We follow Hepnarová from the age of 13, when an early suicide attempt led to her incarceration in a psychiatric ward. This marks the first step in a progression of events marked by increasing isolation and alienation, which Hepnarová deals with by chain-smoking cigarettes and maintaining an impassive attitude. The scenes come and go in a haphazard order, with individual depressing vignettes making up a more isolating whole; with no music to break up the tension, the internal relentless rhythm of I, Olga makes it a trying watch.

Michalina Olszanska’s dedication to the role of Hepnarová cannot be denied, but her character is a glassy-eyed cipher, whose extreme unlikeable nature hampers any emotional connection we might have.
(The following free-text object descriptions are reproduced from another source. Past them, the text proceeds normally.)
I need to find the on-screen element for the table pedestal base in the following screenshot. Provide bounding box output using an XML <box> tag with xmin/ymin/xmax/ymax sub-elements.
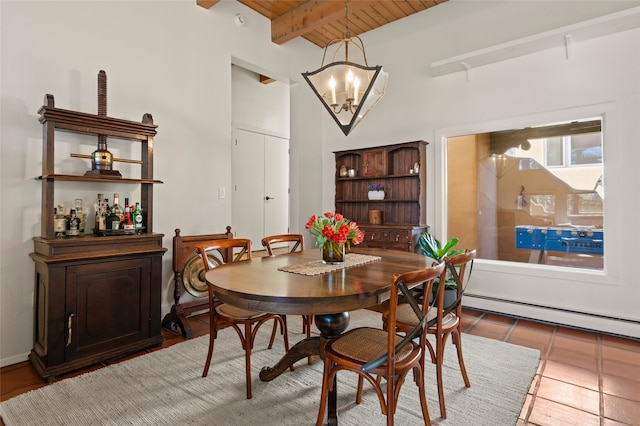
<box><xmin>259</xmin><ymin>312</ymin><xmax>350</xmax><ymax>425</ymax></box>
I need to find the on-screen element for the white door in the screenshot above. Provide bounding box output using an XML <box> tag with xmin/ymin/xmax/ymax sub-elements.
<box><xmin>232</xmin><ymin>129</ymin><xmax>289</xmax><ymax>250</ymax></box>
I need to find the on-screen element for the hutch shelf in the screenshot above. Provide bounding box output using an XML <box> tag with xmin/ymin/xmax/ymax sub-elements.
<box><xmin>29</xmin><ymin>88</ymin><xmax>166</xmax><ymax>382</ymax></box>
<box><xmin>334</xmin><ymin>141</ymin><xmax>429</xmax><ymax>252</ymax></box>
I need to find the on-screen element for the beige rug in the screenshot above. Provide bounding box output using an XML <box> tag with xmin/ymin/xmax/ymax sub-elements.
<box><xmin>1</xmin><ymin>310</ymin><xmax>539</xmax><ymax>425</ymax></box>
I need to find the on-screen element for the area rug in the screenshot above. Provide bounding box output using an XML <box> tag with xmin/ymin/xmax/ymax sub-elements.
<box><xmin>1</xmin><ymin>310</ymin><xmax>539</xmax><ymax>425</ymax></box>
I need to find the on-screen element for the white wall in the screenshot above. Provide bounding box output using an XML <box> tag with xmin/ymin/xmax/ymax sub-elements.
<box><xmin>2</xmin><ymin>0</ymin><xmax>639</xmax><ymax>367</ymax></box>
<box><xmin>0</xmin><ymin>0</ymin><xmax>319</xmax><ymax>366</ymax></box>
<box><xmin>311</xmin><ymin>2</ymin><xmax>640</xmax><ymax>336</ymax></box>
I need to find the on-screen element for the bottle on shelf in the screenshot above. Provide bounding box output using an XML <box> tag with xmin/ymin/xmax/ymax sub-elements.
<box><xmin>74</xmin><ymin>198</ymin><xmax>85</xmax><ymax>234</ymax></box>
<box><xmin>112</xmin><ymin>193</ymin><xmax>124</xmax><ymax>223</ymax></box>
<box><xmin>66</xmin><ymin>209</ymin><xmax>80</xmax><ymax>236</ymax></box>
<box><xmin>97</xmin><ymin>197</ymin><xmax>109</xmax><ymax>231</ymax></box>
<box><xmin>54</xmin><ymin>205</ymin><xmax>66</xmax><ymax>238</ymax></box>
<box><xmin>106</xmin><ymin>203</ymin><xmax>120</xmax><ymax>231</ymax></box>
<box><xmin>133</xmin><ymin>202</ymin><xmax>143</xmax><ymax>230</ymax></box>
<box><xmin>94</xmin><ymin>193</ymin><xmax>104</xmax><ymax>230</ymax></box>
<box><xmin>122</xmin><ymin>197</ymin><xmax>134</xmax><ymax>231</ymax></box>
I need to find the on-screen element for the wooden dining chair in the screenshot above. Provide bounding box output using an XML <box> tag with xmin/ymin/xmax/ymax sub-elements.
<box><xmin>261</xmin><ymin>234</ymin><xmax>313</xmax><ymax>338</ymax></box>
<box><xmin>196</xmin><ymin>238</ymin><xmax>290</xmax><ymax>399</ymax></box>
<box><xmin>316</xmin><ymin>262</ymin><xmax>445</xmax><ymax>426</ymax></box>
<box><xmin>383</xmin><ymin>249</ymin><xmax>476</xmax><ymax>419</ymax></box>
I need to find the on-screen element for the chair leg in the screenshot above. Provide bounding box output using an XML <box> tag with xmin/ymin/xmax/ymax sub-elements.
<box><xmin>202</xmin><ymin>303</ymin><xmax>217</xmax><ymax>378</ymax></box>
<box><xmin>453</xmin><ymin>329</ymin><xmax>471</xmax><ymax>387</ymax></box>
<box><xmin>202</xmin><ymin>331</ymin><xmax>215</xmax><ymax>377</ymax></box>
<box><xmin>316</xmin><ymin>359</ymin><xmax>332</xmax><ymax>426</ymax></box>
<box><xmin>356</xmin><ymin>376</ymin><xmax>364</xmax><ymax>404</ymax></box>
<box><xmin>435</xmin><ymin>335</ymin><xmax>447</xmax><ymax>419</ymax></box>
<box><xmin>414</xmin><ymin>365</ymin><xmax>431</xmax><ymax>426</ymax></box>
<box><xmin>268</xmin><ymin>318</ymin><xmax>278</xmax><ymax>349</ymax></box>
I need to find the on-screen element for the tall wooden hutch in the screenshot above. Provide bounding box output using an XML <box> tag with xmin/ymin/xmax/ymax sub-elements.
<box><xmin>334</xmin><ymin>141</ymin><xmax>429</xmax><ymax>252</ymax></box>
<box><xmin>29</xmin><ymin>83</ymin><xmax>166</xmax><ymax>382</ymax></box>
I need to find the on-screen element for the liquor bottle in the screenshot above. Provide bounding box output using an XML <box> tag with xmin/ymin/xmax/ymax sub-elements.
<box><xmin>122</xmin><ymin>197</ymin><xmax>134</xmax><ymax>231</ymax></box>
<box><xmin>97</xmin><ymin>198</ymin><xmax>109</xmax><ymax>231</ymax></box>
<box><xmin>54</xmin><ymin>205</ymin><xmax>66</xmax><ymax>238</ymax></box>
<box><xmin>66</xmin><ymin>209</ymin><xmax>81</xmax><ymax>236</ymax></box>
<box><xmin>112</xmin><ymin>193</ymin><xmax>124</xmax><ymax>222</ymax></box>
<box><xmin>94</xmin><ymin>193</ymin><xmax>104</xmax><ymax>230</ymax></box>
<box><xmin>106</xmin><ymin>204</ymin><xmax>121</xmax><ymax>231</ymax></box>
<box><xmin>74</xmin><ymin>198</ymin><xmax>85</xmax><ymax>233</ymax></box>
<box><xmin>133</xmin><ymin>202</ymin><xmax>143</xmax><ymax>230</ymax></box>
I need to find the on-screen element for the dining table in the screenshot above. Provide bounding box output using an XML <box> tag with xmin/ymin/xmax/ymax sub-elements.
<box><xmin>204</xmin><ymin>247</ymin><xmax>434</xmax><ymax>425</ymax></box>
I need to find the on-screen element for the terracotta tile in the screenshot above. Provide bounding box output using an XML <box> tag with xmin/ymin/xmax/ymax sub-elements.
<box><xmin>536</xmin><ymin>377</ymin><xmax>599</xmax><ymax>415</ymax></box>
<box><xmin>601</xmin><ymin>345</ymin><xmax>640</xmax><ymax>366</ymax></box>
<box><xmin>469</xmin><ymin>318</ymin><xmax>512</xmax><ymax>338</ymax></box>
<box><xmin>602</xmin><ymin>374</ymin><xmax>640</xmax><ymax>402</ymax></box>
<box><xmin>507</xmin><ymin>336</ymin><xmax>549</xmax><ymax>356</ymax></box>
<box><xmin>509</xmin><ymin>320</ymin><xmax>554</xmax><ymax>344</ymax></box>
<box><xmin>547</xmin><ymin>347</ymin><xmax>598</xmax><ymax>372</ymax></box>
<box><xmin>601</xmin><ymin>334</ymin><xmax>640</xmax><ymax>352</ymax></box>
<box><xmin>520</xmin><ymin>393</ymin><xmax>533</xmax><ymax>419</ymax></box>
<box><xmin>555</xmin><ymin>326</ymin><xmax>598</xmax><ymax>342</ymax></box>
<box><xmin>461</xmin><ymin>308</ymin><xmax>484</xmax><ymax>320</ymax></box>
<box><xmin>528</xmin><ymin>396</ymin><xmax>600</xmax><ymax>426</ymax></box>
<box><xmin>551</xmin><ymin>334</ymin><xmax>598</xmax><ymax>357</ymax></box>
<box><xmin>482</xmin><ymin>312</ymin><xmax>517</xmax><ymax>326</ymax></box>
<box><xmin>528</xmin><ymin>373</ymin><xmax>541</xmax><ymax>394</ymax></box>
<box><xmin>602</xmin><ymin>359</ymin><xmax>640</xmax><ymax>382</ymax></box>
<box><xmin>603</xmin><ymin>394</ymin><xmax>640</xmax><ymax>425</ymax></box>
<box><xmin>542</xmin><ymin>359</ymin><xmax>599</xmax><ymax>391</ymax></box>
<box><xmin>466</xmin><ymin>326</ymin><xmax>507</xmax><ymax>341</ymax></box>
<box><xmin>602</xmin><ymin>418</ymin><xmax>630</xmax><ymax>426</ymax></box>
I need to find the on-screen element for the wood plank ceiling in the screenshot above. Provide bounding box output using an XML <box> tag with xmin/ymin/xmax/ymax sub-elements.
<box><xmin>197</xmin><ymin>0</ymin><xmax>447</xmax><ymax>47</ymax></box>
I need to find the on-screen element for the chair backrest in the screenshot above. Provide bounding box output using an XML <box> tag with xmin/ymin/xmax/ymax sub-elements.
<box><xmin>362</xmin><ymin>262</ymin><xmax>445</xmax><ymax>374</ymax></box>
<box><xmin>261</xmin><ymin>234</ymin><xmax>304</xmax><ymax>256</ymax></box>
<box><xmin>436</xmin><ymin>248</ymin><xmax>477</xmax><ymax>318</ymax></box>
<box><xmin>196</xmin><ymin>238</ymin><xmax>252</xmax><ymax>272</ymax></box>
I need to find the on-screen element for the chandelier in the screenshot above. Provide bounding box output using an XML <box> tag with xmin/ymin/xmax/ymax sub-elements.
<box><xmin>302</xmin><ymin>1</ymin><xmax>388</xmax><ymax>136</ymax></box>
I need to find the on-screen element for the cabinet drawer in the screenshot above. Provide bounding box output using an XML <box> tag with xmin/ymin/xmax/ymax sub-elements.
<box><xmin>364</xmin><ymin>228</ymin><xmax>412</xmax><ymax>244</ymax></box>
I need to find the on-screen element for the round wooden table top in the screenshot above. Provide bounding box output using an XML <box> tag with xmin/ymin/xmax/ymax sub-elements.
<box><xmin>204</xmin><ymin>247</ymin><xmax>434</xmax><ymax>315</ymax></box>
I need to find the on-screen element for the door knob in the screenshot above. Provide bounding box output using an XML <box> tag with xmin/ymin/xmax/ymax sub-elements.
<box><xmin>265</xmin><ymin>196</ymin><xmax>275</xmax><ymax>200</ymax></box>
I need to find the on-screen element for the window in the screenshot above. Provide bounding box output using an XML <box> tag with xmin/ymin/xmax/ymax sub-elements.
<box><xmin>545</xmin><ymin>133</ymin><xmax>603</xmax><ymax>167</ymax></box>
<box><xmin>447</xmin><ymin>118</ymin><xmax>604</xmax><ymax>270</ymax></box>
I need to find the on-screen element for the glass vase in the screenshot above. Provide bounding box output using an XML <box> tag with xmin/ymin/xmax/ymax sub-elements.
<box><xmin>322</xmin><ymin>241</ymin><xmax>345</xmax><ymax>264</ymax></box>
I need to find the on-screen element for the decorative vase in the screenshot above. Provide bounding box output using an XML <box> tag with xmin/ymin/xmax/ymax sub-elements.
<box><xmin>322</xmin><ymin>241</ymin><xmax>345</xmax><ymax>264</ymax></box>
<box><xmin>368</xmin><ymin>190</ymin><xmax>385</xmax><ymax>200</ymax></box>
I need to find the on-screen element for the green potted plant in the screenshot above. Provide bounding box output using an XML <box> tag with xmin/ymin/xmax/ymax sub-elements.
<box><xmin>417</xmin><ymin>232</ymin><xmax>464</xmax><ymax>307</ymax></box>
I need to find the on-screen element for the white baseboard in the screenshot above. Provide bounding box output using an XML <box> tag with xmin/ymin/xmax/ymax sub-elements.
<box><xmin>1</xmin><ymin>352</ymin><xmax>29</xmax><ymax>368</ymax></box>
<box><xmin>464</xmin><ymin>293</ymin><xmax>640</xmax><ymax>340</ymax></box>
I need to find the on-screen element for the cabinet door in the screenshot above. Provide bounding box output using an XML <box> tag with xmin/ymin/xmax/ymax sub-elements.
<box><xmin>362</xmin><ymin>149</ymin><xmax>385</xmax><ymax>176</ymax></box>
<box><xmin>65</xmin><ymin>257</ymin><xmax>151</xmax><ymax>361</ymax></box>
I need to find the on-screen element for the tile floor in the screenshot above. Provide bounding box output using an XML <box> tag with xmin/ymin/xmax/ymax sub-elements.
<box><xmin>1</xmin><ymin>308</ymin><xmax>639</xmax><ymax>425</ymax></box>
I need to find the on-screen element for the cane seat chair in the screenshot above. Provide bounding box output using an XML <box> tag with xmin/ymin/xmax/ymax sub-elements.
<box><xmin>261</xmin><ymin>234</ymin><xmax>314</xmax><ymax>340</ymax></box>
<box><xmin>196</xmin><ymin>238</ymin><xmax>290</xmax><ymax>399</ymax></box>
<box><xmin>316</xmin><ymin>262</ymin><xmax>445</xmax><ymax>426</ymax></box>
<box><xmin>383</xmin><ymin>249</ymin><xmax>476</xmax><ymax>418</ymax></box>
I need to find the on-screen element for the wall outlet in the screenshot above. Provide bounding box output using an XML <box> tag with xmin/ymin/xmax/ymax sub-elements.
<box><xmin>219</xmin><ymin>187</ymin><xmax>226</xmax><ymax>199</ymax></box>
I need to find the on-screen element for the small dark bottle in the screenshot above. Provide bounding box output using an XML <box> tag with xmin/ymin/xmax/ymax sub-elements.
<box><xmin>106</xmin><ymin>206</ymin><xmax>121</xmax><ymax>231</ymax></box>
<box><xmin>66</xmin><ymin>209</ymin><xmax>81</xmax><ymax>237</ymax></box>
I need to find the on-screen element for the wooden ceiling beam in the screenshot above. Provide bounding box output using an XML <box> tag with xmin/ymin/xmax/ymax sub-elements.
<box><xmin>196</xmin><ymin>0</ymin><xmax>222</xmax><ymax>9</ymax></box>
<box><xmin>271</xmin><ymin>0</ymin><xmax>372</xmax><ymax>45</ymax></box>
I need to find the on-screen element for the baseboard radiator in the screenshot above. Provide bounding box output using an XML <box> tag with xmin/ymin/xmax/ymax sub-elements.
<box><xmin>464</xmin><ymin>293</ymin><xmax>640</xmax><ymax>341</ymax></box>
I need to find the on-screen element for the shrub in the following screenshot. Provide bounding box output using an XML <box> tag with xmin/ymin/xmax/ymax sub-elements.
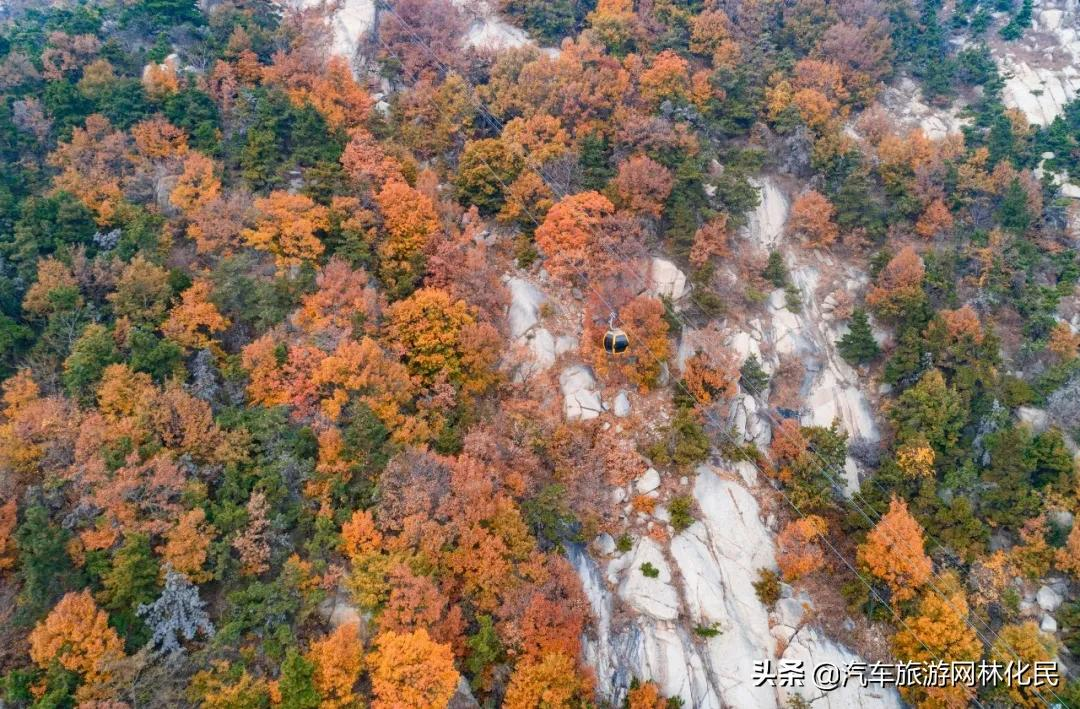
<box><xmin>693</xmin><ymin>623</ymin><xmax>722</xmax><ymax>638</ymax></box>
<box><xmin>640</xmin><ymin>562</ymin><xmax>660</xmax><ymax>578</ymax></box>
<box><xmin>752</xmin><ymin>568</ymin><xmax>781</xmax><ymax>608</ymax></box>
<box><xmin>669</xmin><ymin>495</ymin><xmax>695</xmax><ymax>532</ymax></box>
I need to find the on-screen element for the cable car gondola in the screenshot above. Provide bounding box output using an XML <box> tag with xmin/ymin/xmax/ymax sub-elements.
<box><xmin>603</xmin><ymin>313</ymin><xmax>630</xmax><ymax>355</ymax></box>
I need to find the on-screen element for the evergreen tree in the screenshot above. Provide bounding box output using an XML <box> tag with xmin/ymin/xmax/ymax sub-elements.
<box><xmin>999</xmin><ymin>177</ymin><xmax>1032</xmax><ymax>233</ymax></box>
<box><xmin>838</xmin><ymin>309</ymin><xmax>881</xmax><ymax>365</ymax></box>
<box><xmin>278</xmin><ymin>649</ymin><xmax>321</xmax><ymax>709</ymax></box>
<box><xmin>62</xmin><ymin>324</ymin><xmax>121</xmax><ymax>403</ymax></box>
<box><xmin>137</xmin><ymin>569</ymin><xmax>215</xmax><ymax>656</ymax></box>
<box><xmin>981</xmin><ymin>426</ymin><xmax>1040</xmax><ymax>528</ymax></box>
<box><xmin>100</xmin><ymin>533</ymin><xmax>160</xmax><ymax>645</ymax></box>
<box><xmin>763</xmin><ymin>251</ymin><xmax>788</xmax><ymax>287</ymax></box>
<box><xmin>740</xmin><ymin>354</ymin><xmax>770</xmax><ymax>393</ymax></box>
<box><xmin>14</xmin><ymin>506</ymin><xmax>83</xmax><ymax>623</ymax></box>
<box><xmin>889</xmin><ymin>368</ymin><xmax>967</xmax><ymax>463</ymax></box>
<box><xmin>465</xmin><ymin>615</ymin><xmax>503</xmax><ymax>680</ymax></box>
<box><xmin>1029</xmin><ymin>429</ymin><xmax>1073</xmax><ymax>489</ymax></box>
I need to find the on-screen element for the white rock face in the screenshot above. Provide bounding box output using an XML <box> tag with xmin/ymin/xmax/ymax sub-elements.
<box><xmin>318</xmin><ymin>586</ymin><xmax>364</xmax><ymax>629</ymax></box>
<box><xmin>613</xmin><ymin>391</ymin><xmax>631</xmax><ymax>417</ymax></box>
<box><xmin>649</xmin><ymin>258</ymin><xmax>689</xmax><ymax>300</ymax></box>
<box><xmin>594</xmin><ymin>533</ymin><xmax>617</xmax><ymax>556</ymax></box>
<box><xmin>571</xmin><ymin>465</ymin><xmax>900</xmax><ymax>708</ymax></box>
<box><xmin>293</xmin><ymin>0</ymin><xmax>376</xmax><ymax>64</ymax></box>
<box><xmin>1018</xmin><ymin>406</ymin><xmax>1051</xmax><ymax>433</ymax></box>
<box><xmin>995</xmin><ymin>0</ymin><xmax>1080</xmax><ymax>125</ymax></box>
<box><xmin>636</xmin><ymin>467</ymin><xmax>661</xmax><ymax>494</ymax></box>
<box><xmin>611</xmin><ymin>537</ymin><xmax>680</xmax><ymax>620</ymax></box>
<box><xmin>770</xmin><ymin>597</ymin><xmax>903</xmax><ymax>708</ymax></box>
<box><xmin>507</xmin><ymin>277</ymin><xmax>544</xmax><ymax>339</ymax></box>
<box><xmin>560</xmin><ymin>365</ymin><xmax>603</xmax><ymax>421</ymax></box>
<box><xmin>464</xmin><ymin>16</ymin><xmax>530</xmax><ymax>49</ymax></box>
<box><xmin>742</xmin><ymin>177</ymin><xmax>789</xmax><ymax>250</ymax></box>
<box><xmin>1037</xmin><ymin>584</ymin><xmax>1064</xmax><ymax>612</ymax></box>
<box><xmin>731</xmin><ymin>393</ymin><xmax>771</xmax><ymax>448</ymax></box>
<box><xmin>874</xmin><ymin>78</ymin><xmax>968</xmax><ymax>140</ymax></box>
<box><xmin>506</xmin><ymin>276</ymin><xmax>575</xmax><ymax>374</ymax></box>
Furthermore, the fact that Hepnarová is a lesbian seems to serve no other function that to justify the inclusion of several sex scenes that are as gratuitous as they are dull, making I, Olga seem more like a pastiche of ‘difficult’ European art-house cinema than anything fully-realised.

I, Olga invites us to explore the nature of human evil. But not even the sumptuous black and white cinematography, which complements the 1960s environs perfectly – and takes more than a few cues from Paweł Pawlikowski’s Ida – cannot rescue it. I, Olga goes to great lengths to prove true Hannah Arendt’s claim that the evil really is just banal.